OCR

Optical Character Recognition (OCR) translates images of text, such as scanned and redacted documents, into actual text characters. There are three main steps involved in OCRing documents:

  1. Defining a production or saved search that contains the documents you want to OCR. See Creating or editing a saved search or Production sets.
  2. Creating an OCR profile. See Creating and editing an OCR profile.
  3. Creating an OCR set that references your OCR profile. See Creating and editing an OCR set.

With OCR you can view and search on text that's normally locked inside images. It uses pattern recognition to identify individual text characters on a page, such as letters, numbers, punctuation marks, spaces, and ends of lines.

This page contains the following sections:

See these related pages:

See this related recipe:

  • OCR redacted production documents and export text

Creating and editing an OCR profile

An OCR profile is a saved, reusable set of parameters that you use when creating an OCR set. To run an OCR job, you must first create an OCR profile.

You don't have to create a profile for every OCR set you create. You can use only one profile for all sets. However, you may want to have multiple profiles saved with different accuracy or language settings to use for different document sets you plan to OCR.
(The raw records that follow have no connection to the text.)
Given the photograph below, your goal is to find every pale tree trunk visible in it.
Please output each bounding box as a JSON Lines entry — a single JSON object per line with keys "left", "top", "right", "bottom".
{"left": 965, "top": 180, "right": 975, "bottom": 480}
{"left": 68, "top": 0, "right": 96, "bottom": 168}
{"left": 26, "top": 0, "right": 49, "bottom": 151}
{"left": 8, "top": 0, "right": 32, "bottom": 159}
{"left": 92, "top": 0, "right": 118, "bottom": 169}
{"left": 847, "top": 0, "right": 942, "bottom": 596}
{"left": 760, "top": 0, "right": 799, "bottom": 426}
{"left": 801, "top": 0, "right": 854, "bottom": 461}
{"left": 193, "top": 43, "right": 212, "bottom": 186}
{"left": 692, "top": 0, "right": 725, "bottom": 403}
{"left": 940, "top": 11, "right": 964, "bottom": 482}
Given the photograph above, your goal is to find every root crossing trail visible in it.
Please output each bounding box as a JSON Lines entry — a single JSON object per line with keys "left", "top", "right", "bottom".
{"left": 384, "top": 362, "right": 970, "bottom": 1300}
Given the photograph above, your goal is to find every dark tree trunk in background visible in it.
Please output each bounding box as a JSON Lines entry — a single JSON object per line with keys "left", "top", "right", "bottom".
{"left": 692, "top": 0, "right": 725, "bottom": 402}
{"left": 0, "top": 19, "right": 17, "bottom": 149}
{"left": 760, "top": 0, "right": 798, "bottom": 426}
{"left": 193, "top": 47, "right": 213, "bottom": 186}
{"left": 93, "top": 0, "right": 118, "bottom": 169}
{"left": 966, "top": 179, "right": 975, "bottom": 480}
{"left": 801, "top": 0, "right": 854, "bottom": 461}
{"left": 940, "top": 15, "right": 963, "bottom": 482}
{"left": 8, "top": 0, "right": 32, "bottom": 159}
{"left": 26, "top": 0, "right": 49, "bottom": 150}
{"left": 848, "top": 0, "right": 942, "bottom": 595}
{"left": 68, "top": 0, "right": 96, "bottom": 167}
To create an OCR profile, follow these steps:

  1. Click the OCR Profiles tab under the OCR tab.
  2. Click New OCR Profile.
  3. Complete the fields on the form. See Fields.
  4. Click Save.

Fields

Complete the following OCR profile fields:

OCR Profile layout

  • Name - the name of the profile.
  • Preprocess Images - enhances the images to get rid of distortions before OCRing. If you set this to Yes, preprocessing occurs before the OCR engine attempts to recognize characters. This improves the accuracy of the results while significantly slowing down job completion. Setting preprocess images to Yes also arranges for any or all of the following sub-processes:
    • To improve visibility, resolution enhancement increases pixel density to 1.5 to 2 times of that of the original image.
    • Text line straightening removes the distortion that occurs when capturing curved book pages.
    • Removing parallax distortion assists in situations in which the camera is not perpendicular to the page and the image is flawed as a result; for best results, the image should contain at least six lines of justified text.
    • Deskewing corrects documents that became slanted during scanning.
  • Auto-Rotate Images - makes the OCR engine detect page positioning, and then reposition the page accordingly. This can potentially impact the accuracy of OCR results. The rotated image is not saved back to Relativity in rotated position.
  • Languages - the language(s) you want the OCR engine to recognize while running the job. Click ellipsis button to choose from a list of languages. If the saved search or production you plan to use as your document set contains multiple languages, you may want to select more than one from this list. See Supported languages matrix
  • Note: If the saved search or production you use contains multiple languages and you only select one language from the list, the OCR uses the individual characters of the selected language to OCR all the text.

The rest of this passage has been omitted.